I think so. For no other disease are we rationing a lifesaving, medically indicated, cost-effective cure. Hepatitis C has seemed like a good place for insurers (and pharma) to take these outlandish stands because of the stigma associated with the disease. As Ryan Clary, executive director of the National Viral Hepatitis Roundtable, has said recently, “If there were a cure for Alzheimer’s disease or breast cancer that cost $40,000 or $50,000, we would not be having this conversation.” (Are Alzheimer’s disease and breast cancer rarer than hepatitis C? I don’t think so.) He’s right. If this were childhood cancer, we would be falling over each other to make sure every child who needed it got it.

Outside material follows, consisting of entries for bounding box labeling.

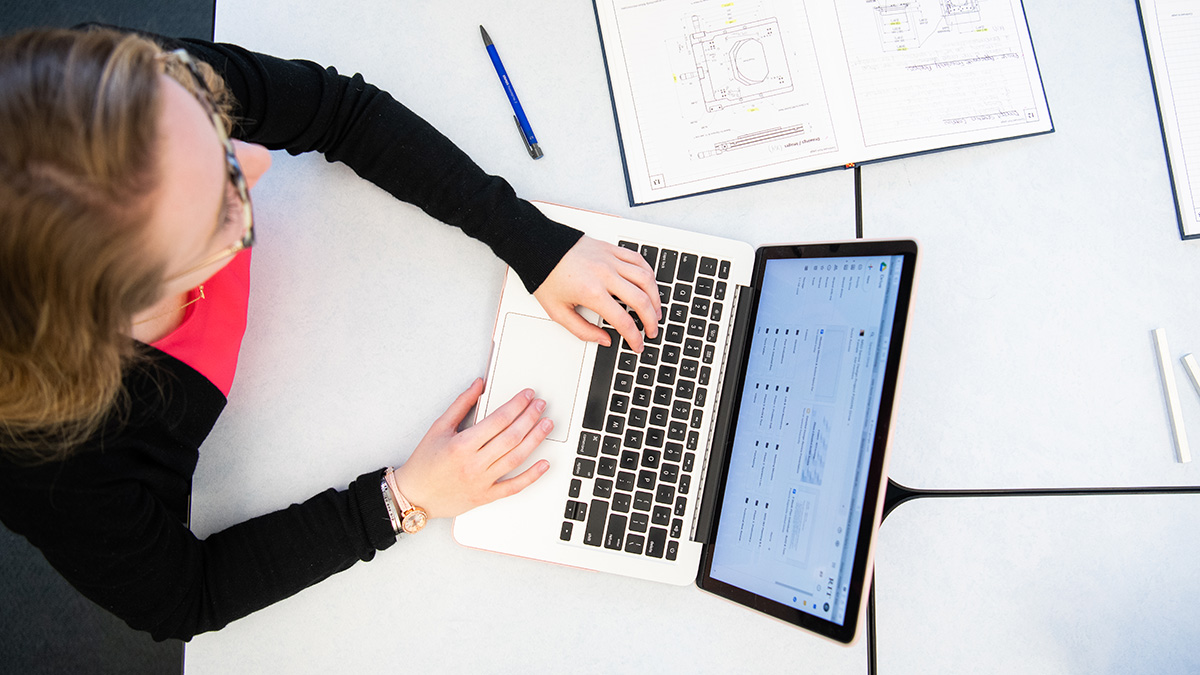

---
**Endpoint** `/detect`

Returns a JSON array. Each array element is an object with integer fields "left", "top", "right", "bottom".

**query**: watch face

[{"left": 401, "top": 508, "right": 430, "bottom": 534}]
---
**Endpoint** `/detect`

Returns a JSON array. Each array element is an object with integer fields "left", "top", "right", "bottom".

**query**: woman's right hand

[{"left": 395, "top": 378, "right": 554, "bottom": 518}]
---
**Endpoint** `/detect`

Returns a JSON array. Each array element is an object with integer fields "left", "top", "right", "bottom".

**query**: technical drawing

[
  {"left": 680, "top": 16, "right": 793, "bottom": 113},
  {"left": 696, "top": 124, "right": 804, "bottom": 159},
  {"left": 875, "top": 0, "right": 983, "bottom": 52}
]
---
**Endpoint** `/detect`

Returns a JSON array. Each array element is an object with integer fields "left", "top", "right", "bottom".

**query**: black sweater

[{"left": 0, "top": 40, "right": 580, "bottom": 640}]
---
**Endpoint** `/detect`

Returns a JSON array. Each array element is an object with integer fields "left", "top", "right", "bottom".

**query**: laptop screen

[{"left": 709, "top": 255, "right": 905, "bottom": 626}]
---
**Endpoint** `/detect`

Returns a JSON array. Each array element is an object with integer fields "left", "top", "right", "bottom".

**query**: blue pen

[{"left": 479, "top": 26, "right": 542, "bottom": 160}]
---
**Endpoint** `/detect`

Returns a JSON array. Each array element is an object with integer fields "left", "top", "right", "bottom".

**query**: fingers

[
  {"left": 487, "top": 460, "right": 550, "bottom": 501},
  {"left": 547, "top": 303, "right": 616, "bottom": 346},
  {"left": 434, "top": 377, "right": 484, "bottom": 431},
  {"left": 479, "top": 391, "right": 554, "bottom": 470},
  {"left": 465, "top": 389, "right": 534, "bottom": 448}
]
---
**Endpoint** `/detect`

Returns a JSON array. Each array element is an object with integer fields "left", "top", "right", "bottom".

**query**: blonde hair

[{"left": 0, "top": 24, "right": 228, "bottom": 456}]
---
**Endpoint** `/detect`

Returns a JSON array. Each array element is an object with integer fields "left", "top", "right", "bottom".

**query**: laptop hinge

[{"left": 691, "top": 286, "right": 754, "bottom": 544}]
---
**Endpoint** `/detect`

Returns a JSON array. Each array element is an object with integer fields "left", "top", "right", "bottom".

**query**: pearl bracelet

[{"left": 379, "top": 467, "right": 403, "bottom": 534}]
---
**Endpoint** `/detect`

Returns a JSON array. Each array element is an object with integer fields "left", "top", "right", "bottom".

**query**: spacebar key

[
  {"left": 583, "top": 500, "right": 608, "bottom": 546},
  {"left": 583, "top": 328, "right": 620, "bottom": 431}
]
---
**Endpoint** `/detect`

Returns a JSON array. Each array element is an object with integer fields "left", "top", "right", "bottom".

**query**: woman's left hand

[{"left": 533, "top": 235, "right": 662, "bottom": 352}]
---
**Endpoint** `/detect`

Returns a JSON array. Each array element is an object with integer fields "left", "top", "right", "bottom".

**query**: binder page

[
  {"left": 836, "top": 0, "right": 1051, "bottom": 161},
  {"left": 595, "top": 0, "right": 1052, "bottom": 204},
  {"left": 595, "top": 0, "right": 839, "bottom": 203},
  {"left": 1140, "top": 0, "right": 1200, "bottom": 237}
]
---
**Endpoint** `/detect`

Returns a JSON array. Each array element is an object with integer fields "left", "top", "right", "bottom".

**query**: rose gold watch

[
  {"left": 384, "top": 468, "right": 430, "bottom": 534},
  {"left": 391, "top": 490, "right": 430, "bottom": 534}
]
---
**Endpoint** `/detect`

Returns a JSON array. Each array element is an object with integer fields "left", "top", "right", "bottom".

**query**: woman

[{"left": 0, "top": 28, "right": 661, "bottom": 639}]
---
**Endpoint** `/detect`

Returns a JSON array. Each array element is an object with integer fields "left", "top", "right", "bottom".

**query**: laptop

[{"left": 454, "top": 203, "right": 917, "bottom": 644}]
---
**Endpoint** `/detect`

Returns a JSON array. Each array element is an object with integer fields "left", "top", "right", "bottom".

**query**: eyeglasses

[{"left": 162, "top": 49, "right": 254, "bottom": 281}]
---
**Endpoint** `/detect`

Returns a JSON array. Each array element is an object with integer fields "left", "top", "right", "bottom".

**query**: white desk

[
  {"left": 875, "top": 495, "right": 1200, "bottom": 675},
  {"left": 186, "top": 0, "right": 1200, "bottom": 675},
  {"left": 863, "top": 1, "right": 1200, "bottom": 489},
  {"left": 186, "top": 0, "right": 866, "bottom": 675}
]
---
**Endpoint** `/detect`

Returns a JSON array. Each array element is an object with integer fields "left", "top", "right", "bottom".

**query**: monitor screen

[{"left": 708, "top": 255, "right": 907, "bottom": 626}]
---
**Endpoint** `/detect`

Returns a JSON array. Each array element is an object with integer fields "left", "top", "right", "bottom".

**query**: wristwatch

[{"left": 384, "top": 468, "right": 430, "bottom": 534}]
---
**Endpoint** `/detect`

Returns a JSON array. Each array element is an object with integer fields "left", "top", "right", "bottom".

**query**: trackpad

[{"left": 486, "top": 312, "right": 587, "bottom": 443}]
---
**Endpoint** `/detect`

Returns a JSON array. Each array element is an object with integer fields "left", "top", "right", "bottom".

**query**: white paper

[
  {"left": 596, "top": 0, "right": 1051, "bottom": 203},
  {"left": 1140, "top": 0, "right": 1200, "bottom": 237}
]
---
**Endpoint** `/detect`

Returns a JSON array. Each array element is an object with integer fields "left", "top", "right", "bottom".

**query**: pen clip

[{"left": 512, "top": 115, "right": 542, "bottom": 160}]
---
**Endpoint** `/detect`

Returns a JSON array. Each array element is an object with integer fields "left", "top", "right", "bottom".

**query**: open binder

[{"left": 593, "top": 0, "right": 1054, "bottom": 205}]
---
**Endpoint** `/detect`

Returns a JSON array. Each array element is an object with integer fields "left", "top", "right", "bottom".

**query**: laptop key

[
  {"left": 604, "top": 513, "right": 626, "bottom": 551},
  {"left": 583, "top": 500, "right": 608, "bottom": 546},
  {"left": 638, "top": 244, "right": 659, "bottom": 269},
  {"left": 625, "top": 534, "right": 646, "bottom": 555},
  {"left": 662, "top": 345, "right": 679, "bottom": 363},
  {"left": 667, "top": 422, "right": 688, "bottom": 444},
  {"left": 572, "top": 458, "right": 596, "bottom": 478},
  {"left": 583, "top": 328, "right": 619, "bottom": 431},
  {"left": 632, "top": 387, "right": 650, "bottom": 408},
  {"left": 592, "top": 478, "right": 612, "bottom": 500},
  {"left": 600, "top": 436, "right": 620, "bottom": 455},
  {"left": 634, "top": 490, "right": 654, "bottom": 512},
  {"left": 612, "top": 372, "right": 634, "bottom": 393},
  {"left": 612, "top": 492, "right": 631, "bottom": 513},
  {"left": 596, "top": 458, "right": 617, "bottom": 478},
  {"left": 657, "top": 480, "right": 674, "bottom": 504},
  {"left": 650, "top": 506, "right": 671, "bottom": 525},
  {"left": 678, "top": 253, "right": 698, "bottom": 281},
  {"left": 659, "top": 461, "right": 679, "bottom": 483},
  {"left": 629, "top": 512, "right": 650, "bottom": 532},
  {"left": 671, "top": 283, "right": 691, "bottom": 304},
  {"left": 646, "top": 426, "right": 665, "bottom": 448},
  {"left": 642, "top": 448, "right": 662, "bottom": 468},
  {"left": 655, "top": 249, "right": 679, "bottom": 283},
  {"left": 625, "top": 429, "right": 642, "bottom": 450},
  {"left": 666, "top": 303, "right": 688, "bottom": 323},
  {"left": 578, "top": 431, "right": 600, "bottom": 458},
  {"left": 646, "top": 527, "right": 667, "bottom": 557}
]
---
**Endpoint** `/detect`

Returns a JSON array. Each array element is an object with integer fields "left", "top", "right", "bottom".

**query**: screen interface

[{"left": 710, "top": 256, "right": 904, "bottom": 625}]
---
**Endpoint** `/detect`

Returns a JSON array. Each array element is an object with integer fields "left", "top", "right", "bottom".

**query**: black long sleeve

[
  {"left": 175, "top": 40, "right": 582, "bottom": 292},
  {"left": 0, "top": 34, "right": 580, "bottom": 640}
]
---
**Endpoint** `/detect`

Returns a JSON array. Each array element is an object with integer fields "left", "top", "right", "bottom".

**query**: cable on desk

[{"left": 854, "top": 165, "right": 863, "bottom": 239}]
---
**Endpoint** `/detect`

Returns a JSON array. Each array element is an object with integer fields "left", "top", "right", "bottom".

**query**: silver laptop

[{"left": 454, "top": 203, "right": 917, "bottom": 644}]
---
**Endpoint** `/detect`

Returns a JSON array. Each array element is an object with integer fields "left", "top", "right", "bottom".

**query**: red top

[{"left": 152, "top": 250, "right": 251, "bottom": 398}]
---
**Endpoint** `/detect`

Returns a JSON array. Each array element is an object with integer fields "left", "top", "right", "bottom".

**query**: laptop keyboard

[{"left": 559, "top": 241, "right": 732, "bottom": 560}]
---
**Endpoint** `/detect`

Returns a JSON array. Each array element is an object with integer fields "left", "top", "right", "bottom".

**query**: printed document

[
  {"left": 1139, "top": 0, "right": 1200, "bottom": 237},
  {"left": 595, "top": 0, "right": 1052, "bottom": 204}
]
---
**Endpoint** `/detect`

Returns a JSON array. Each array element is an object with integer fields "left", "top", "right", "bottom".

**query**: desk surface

[{"left": 186, "top": 0, "right": 1200, "bottom": 674}]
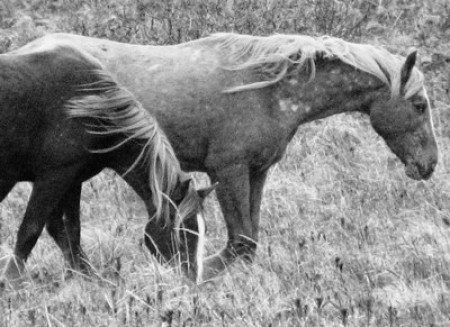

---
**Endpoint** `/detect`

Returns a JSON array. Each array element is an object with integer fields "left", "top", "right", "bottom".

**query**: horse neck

[
  {"left": 277, "top": 60, "right": 389, "bottom": 126},
  {"left": 107, "top": 142, "right": 165, "bottom": 217}
]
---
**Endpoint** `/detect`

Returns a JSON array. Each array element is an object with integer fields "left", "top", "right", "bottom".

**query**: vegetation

[{"left": 0, "top": 0, "right": 450, "bottom": 327}]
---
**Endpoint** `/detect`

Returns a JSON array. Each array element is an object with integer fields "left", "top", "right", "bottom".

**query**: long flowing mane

[
  {"left": 65, "top": 70, "right": 181, "bottom": 220},
  {"left": 206, "top": 33, "right": 424, "bottom": 98}
]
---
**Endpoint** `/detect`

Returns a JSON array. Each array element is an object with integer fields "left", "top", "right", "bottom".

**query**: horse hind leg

[
  {"left": 2, "top": 166, "right": 82, "bottom": 287},
  {"left": 46, "top": 183, "right": 90, "bottom": 274}
]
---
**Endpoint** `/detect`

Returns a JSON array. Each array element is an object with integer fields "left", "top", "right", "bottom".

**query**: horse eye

[{"left": 414, "top": 103, "right": 427, "bottom": 114}]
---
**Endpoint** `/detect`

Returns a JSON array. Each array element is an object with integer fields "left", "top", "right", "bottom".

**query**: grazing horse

[
  {"left": 0, "top": 45, "right": 214, "bottom": 285},
  {"left": 12, "top": 33, "right": 438, "bottom": 278}
]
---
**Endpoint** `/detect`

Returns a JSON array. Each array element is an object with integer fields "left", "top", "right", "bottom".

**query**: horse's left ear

[
  {"left": 400, "top": 51, "right": 417, "bottom": 94},
  {"left": 197, "top": 182, "right": 219, "bottom": 200},
  {"left": 172, "top": 177, "right": 192, "bottom": 202}
]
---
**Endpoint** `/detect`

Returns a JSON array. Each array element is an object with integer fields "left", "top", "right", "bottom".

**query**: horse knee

[{"left": 227, "top": 237, "right": 257, "bottom": 261}]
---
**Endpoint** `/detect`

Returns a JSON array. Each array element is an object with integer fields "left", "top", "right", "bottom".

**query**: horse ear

[
  {"left": 197, "top": 182, "right": 219, "bottom": 200},
  {"left": 400, "top": 51, "right": 417, "bottom": 94},
  {"left": 172, "top": 177, "right": 191, "bottom": 202}
]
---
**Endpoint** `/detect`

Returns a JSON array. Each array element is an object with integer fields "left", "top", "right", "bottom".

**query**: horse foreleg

[
  {"left": 250, "top": 170, "right": 267, "bottom": 242},
  {"left": 203, "top": 165, "right": 256, "bottom": 280},
  {"left": 3, "top": 167, "right": 77, "bottom": 284},
  {"left": 46, "top": 183, "right": 89, "bottom": 273},
  {"left": 0, "top": 179, "right": 16, "bottom": 202}
]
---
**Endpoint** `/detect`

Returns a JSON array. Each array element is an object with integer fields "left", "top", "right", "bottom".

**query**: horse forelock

[
  {"left": 65, "top": 70, "right": 181, "bottom": 221},
  {"left": 207, "top": 33, "right": 423, "bottom": 98}
]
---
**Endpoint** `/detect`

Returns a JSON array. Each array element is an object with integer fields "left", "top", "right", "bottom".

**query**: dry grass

[{"left": 0, "top": 1, "right": 450, "bottom": 327}]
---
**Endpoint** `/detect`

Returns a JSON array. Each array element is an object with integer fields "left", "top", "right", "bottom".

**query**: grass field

[{"left": 0, "top": 0, "right": 450, "bottom": 327}]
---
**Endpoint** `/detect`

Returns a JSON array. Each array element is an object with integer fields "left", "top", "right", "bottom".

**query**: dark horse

[
  {"left": 11, "top": 34, "right": 438, "bottom": 278},
  {"left": 0, "top": 45, "right": 214, "bottom": 283}
]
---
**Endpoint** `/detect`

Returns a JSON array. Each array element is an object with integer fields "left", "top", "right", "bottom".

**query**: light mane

[
  {"left": 65, "top": 70, "right": 181, "bottom": 221},
  {"left": 207, "top": 33, "right": 424, "bottom": 98}
]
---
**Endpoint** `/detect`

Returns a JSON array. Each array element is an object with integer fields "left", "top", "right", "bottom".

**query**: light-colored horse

[{"left": 14, "top": 34, "right": 438, "bottom": 278}]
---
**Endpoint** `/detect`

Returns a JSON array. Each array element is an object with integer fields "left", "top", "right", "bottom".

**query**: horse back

[{"left": 0, "top": 46, "right": 101, "bottom": 180}]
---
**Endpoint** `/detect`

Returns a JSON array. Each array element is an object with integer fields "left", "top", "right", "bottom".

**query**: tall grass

[{"left": 0, "top": 0, "right": 450, "bottom": 327}]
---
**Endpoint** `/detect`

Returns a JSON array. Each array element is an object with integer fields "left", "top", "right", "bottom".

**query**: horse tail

[{"left": 65, "top": 70, "right": 181, "bottom": 222}]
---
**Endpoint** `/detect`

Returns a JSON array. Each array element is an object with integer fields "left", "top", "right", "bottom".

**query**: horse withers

[
  {"left": 13, "top": 33, "right": 438, "bottom": 279},
  {"left": 0, "top": 41, "right": 211, "bottom": 290}
]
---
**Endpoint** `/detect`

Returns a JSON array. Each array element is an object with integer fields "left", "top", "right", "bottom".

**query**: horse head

[
  {"left": 370, "top": 52, "right": 438, "bottom": 180},
  {"left": 145, "top": 178, "right": 216, "bottom": 283}
]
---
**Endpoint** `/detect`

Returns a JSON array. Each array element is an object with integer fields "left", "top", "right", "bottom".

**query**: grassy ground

[{"left": 0, "top": 0, "right": 450, "bottom": 327}]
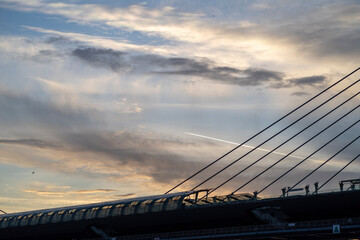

The story should stop there. But it doesn’t, because all this is calculated based on current prices. The current prices, however, are unconscionable. Drug company monopolies are permitted, not mandated, in the U.S. Constitution. Drug patents are provided by the Hatch-Waxman Act of 1984, which gives drug companies monopolies for the explicit purpose of fostering the development of drugs for the public benefit. When the same companies use the monopolies to price the drugs out of reach of the public, the justification for monopoly pricing rights becomes very thin. Moreover, it has never been shown that monopolies are necessary to drive drug development. That is a view propounded the pharmaceutical industry. But that industry has a profit margin greater than any other, and it spends far more money on advertising drugs than developing new ones. Giving in to their threat to stop developing new drugs if they can’t keep on making huge profits is simply drug pricing policy by blackmail. That policy serves no one except the drug companies. It has to stop.